Locations may be seen in map displayed by following link labelled "Map of all coordinates using OpenSourceMap" on the right side of this page.

| Name | Image | Built and other dates | Address | Notes |
|---|---|---|---|---|
| Joel Frazer House |  | 1810 built | Off KY 982 near Cynthiana, Kentucky 38°22′14″N 84°17′29″W﻿ / ﻿38.37045°N 84.29139°W | A three-bay stone building, one-and-a-half stories tall, located on the bank of the South Fork of the Licking River. |
| Ephram Harrod House |  |  | Off U.S. 460 in Bourbon County near North Middletown, Kentucky 38°10′17″N 84°07′23″W﻿ / ﻿38.171389°N 84.123056°W | "Unsurpassed in Ky. for the historic and architectural value because of the workmanship and original condition" |
| James Lindsay–William Trotter House |  | c.1800 built | US 62, Scott County, Kentucky near Georgetown, Kentucky 38°08′15″N 84°37′43″W﻿ / ﻿38.13750°N 84.62870°W |  |
| McKee-Vimont Row Houses |  | 1809 built | Main Street in Millersburg, Kentucky 38°17′57″N 84°09′01″W﻿ / ﻿38.29911°N 84.15023°W | Two side-by-side stone houses, believed to have been built by Thomas Metcalfe or his older brother John, with finely dressed native limestone.

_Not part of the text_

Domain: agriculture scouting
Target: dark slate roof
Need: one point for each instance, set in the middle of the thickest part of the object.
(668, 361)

The larger house, on the left, was built in 1809 and has "one of only two exterior arched wooden doorframes found in Kentucky on stone houses". |
| Thomas Metcalf House |  | c. 1810 built | Willie Curtis Rd. and Cedar Creek Rd., Robertson County 38°29′49″N 84°5′38″W﻿ / ﻿38.49694°N 84.09389°W | Constructed by Metcalfe for his family after his marriage in 1806 |
| Davis Newman House |  | 1795 built | W of Spears in Spears, Kentucky |  |
| Old Governor's Mansion |  | 1797 built | 420 High Street in Frankfort, Kentucky 38°11′58″N 84°52′25″W﻿ / ﻿38.19940°N 84.87368°W | Kentucky's first governor's mansion; Metcalfe lived here during his gubernatorial term from 1828 to 1832 |
| Poague House |  |  | Parker Lane near Mays Lick, Kentucky 38°31′39″N 83°49′09″W﻿ / ﻿38.52747°N 83.81911°W |  |
| Erasmus Riggs House |  | 1820 built | Off KY 13 near Carlisle, Kentucky |  |
| Jacob Spears House |  | 1810 built | SR 1876 in Shawhan, Kentucky |  |
| West Union Presbyterian Church |  | 1810 built | 108 South 2nd Street in West Union, Ohio 38°47′36″N 83°32′38″W﻿ / ﻿38.79328°N 83.54376°W | Metcalfe helped build its walls. |
| Hubbard Williams House |  |  | Off KY 32/36 in Millersburg, Kentucky |  |
| Old Courthouse | A two-story limestone building with two chimneys and a United States flag flying in front | 1804 built | Main St., Greensburg, Kentucky 37°15′38″N 85°30′06″W﻿ / ﻿37.26053°N 85.50163°W | Oldest courthouse west of the Allegheny Mountains. |
| Forest Retreat |  | 1795 built | 38°20′16″N 84°03′32″W﻿ / ﻿38.33775°N 84.05902°W | Metcalfe's estate, which he helped build in 1795, and where he lived in later life and is buried. |

In addition to the structures above, some structures locally attributed to Metcalfe may have been works of his half-brother, John Metcalf III.